Le piratage en ligne et les services et réseaux Internet sur lesquels ils s’appuient sont inextricablement liés. Cela étant dit, de nombreux titulaires de droits d’auteur pensent que les services pirates ne devraient pas du tout avoir accès à Internet.
Avec cet objectif ultime encore loin, les entreprises de divertissement ont fait ce qu’elles pouvaient pour perturber l’accès Internet aux services pirates, le plus souvent en les empêchant d’atteindre leurs utilisateurs finaux grâce à l’utilisation d’injonctions de blocage des FAI.
Dans le même temps, de vastes efforts sont déployés pour présenter les services pirates comme des propagateurs de logiciels malveillants, en espérant que lorsque les services ne sont pas bloqués par les FAI, les utilisateurs prendront la décision de les couper eux-mêmes. Cet argument «dispositif de piratage = malware» a maintenant pris une tournure intéressante dans le cadre d’un processus au Canada dans l’espoir de lutter contre les botnets.
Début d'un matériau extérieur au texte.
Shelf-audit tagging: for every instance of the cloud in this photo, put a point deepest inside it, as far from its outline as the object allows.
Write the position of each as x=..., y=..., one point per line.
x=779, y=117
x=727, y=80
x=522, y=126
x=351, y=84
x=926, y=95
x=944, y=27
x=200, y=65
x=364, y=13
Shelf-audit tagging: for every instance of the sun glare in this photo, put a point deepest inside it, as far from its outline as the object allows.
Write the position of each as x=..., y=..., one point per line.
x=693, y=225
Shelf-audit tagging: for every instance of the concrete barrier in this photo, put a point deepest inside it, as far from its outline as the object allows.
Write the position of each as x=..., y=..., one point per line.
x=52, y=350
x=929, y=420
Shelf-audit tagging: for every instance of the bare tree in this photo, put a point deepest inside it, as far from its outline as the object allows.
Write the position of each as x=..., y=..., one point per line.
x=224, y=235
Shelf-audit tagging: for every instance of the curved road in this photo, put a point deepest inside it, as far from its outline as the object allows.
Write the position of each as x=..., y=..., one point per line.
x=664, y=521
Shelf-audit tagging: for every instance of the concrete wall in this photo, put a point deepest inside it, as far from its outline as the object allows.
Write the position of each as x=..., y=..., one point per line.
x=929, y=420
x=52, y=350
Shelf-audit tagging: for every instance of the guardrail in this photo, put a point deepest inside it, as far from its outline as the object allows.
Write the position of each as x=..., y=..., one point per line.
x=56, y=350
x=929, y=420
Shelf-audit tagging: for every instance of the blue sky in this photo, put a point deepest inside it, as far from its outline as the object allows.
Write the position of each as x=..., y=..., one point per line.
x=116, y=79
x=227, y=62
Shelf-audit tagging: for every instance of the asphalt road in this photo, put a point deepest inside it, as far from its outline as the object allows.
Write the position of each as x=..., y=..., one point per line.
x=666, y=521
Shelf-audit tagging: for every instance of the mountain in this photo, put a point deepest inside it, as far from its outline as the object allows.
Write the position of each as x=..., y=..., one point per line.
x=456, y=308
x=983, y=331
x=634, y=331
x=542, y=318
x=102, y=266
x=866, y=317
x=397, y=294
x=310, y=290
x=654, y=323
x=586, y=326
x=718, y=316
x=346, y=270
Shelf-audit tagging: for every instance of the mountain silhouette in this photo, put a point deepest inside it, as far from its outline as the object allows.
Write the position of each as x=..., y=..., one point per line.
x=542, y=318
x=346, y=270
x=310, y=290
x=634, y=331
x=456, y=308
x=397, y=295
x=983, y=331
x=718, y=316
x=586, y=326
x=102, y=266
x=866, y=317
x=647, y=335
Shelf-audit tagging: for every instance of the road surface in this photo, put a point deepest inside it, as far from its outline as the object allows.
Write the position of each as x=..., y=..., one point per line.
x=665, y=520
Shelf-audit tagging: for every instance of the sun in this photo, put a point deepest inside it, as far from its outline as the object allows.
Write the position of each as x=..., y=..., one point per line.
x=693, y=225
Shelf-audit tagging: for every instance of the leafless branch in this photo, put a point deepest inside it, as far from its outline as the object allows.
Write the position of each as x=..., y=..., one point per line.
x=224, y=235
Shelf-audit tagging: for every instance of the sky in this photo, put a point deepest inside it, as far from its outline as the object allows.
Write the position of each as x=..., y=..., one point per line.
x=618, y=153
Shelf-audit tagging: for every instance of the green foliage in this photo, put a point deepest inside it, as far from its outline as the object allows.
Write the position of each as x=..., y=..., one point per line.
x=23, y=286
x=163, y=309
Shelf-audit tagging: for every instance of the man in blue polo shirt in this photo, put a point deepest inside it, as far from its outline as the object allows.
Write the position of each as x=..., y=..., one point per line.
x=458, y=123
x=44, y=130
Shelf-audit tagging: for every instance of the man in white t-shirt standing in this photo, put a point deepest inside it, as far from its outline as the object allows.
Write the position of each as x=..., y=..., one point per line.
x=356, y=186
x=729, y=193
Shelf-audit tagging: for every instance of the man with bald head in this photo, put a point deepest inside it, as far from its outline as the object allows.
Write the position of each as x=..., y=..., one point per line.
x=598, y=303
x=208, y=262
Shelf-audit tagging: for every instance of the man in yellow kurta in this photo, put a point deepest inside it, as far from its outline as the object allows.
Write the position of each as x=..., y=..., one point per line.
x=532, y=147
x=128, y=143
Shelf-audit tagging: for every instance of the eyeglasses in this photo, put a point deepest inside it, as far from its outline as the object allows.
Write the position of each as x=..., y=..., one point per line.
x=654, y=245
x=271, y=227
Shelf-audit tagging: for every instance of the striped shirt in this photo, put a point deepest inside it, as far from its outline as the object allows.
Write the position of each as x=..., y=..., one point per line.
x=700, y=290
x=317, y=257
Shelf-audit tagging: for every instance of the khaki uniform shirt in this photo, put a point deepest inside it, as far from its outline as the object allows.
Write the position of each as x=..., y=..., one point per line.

Le CRTC demande des commentaires sur le cadre de blocage de réseau
En janvier, le Conseil de la radiodiffusion et des télécommunications canadiennes (CRTC) a lancé une consultation sur un cadre pour traiter les dommages causés par les botnets. La proposition envisage un système de blocage au niveau du réseau pour limiter les dommages causés par les botnets, que le CRTC qualifie de responsables d’une proportion de plus en plus importante de cybermenaces.
«Un botnet est un réseau d’ordinateurs (bots) infectés par des logiciels malveillants qui sont sous le contrôle d’un serveur de commande et de contrôle (C2) exploité par un acteur malveillant. L’infection par un logiciel malveillant est causée par un programme informatique installé à l’insu du propriétaire de l’ordinateur ou sans son consentement. Chaque robot est un ordinateur ou un autre appareil d’un abonné Internet qui communique par l’intermédiaire du fournisseur de services de l’abonné en route vers un serveur C2 associé », a expliqué le CRTC.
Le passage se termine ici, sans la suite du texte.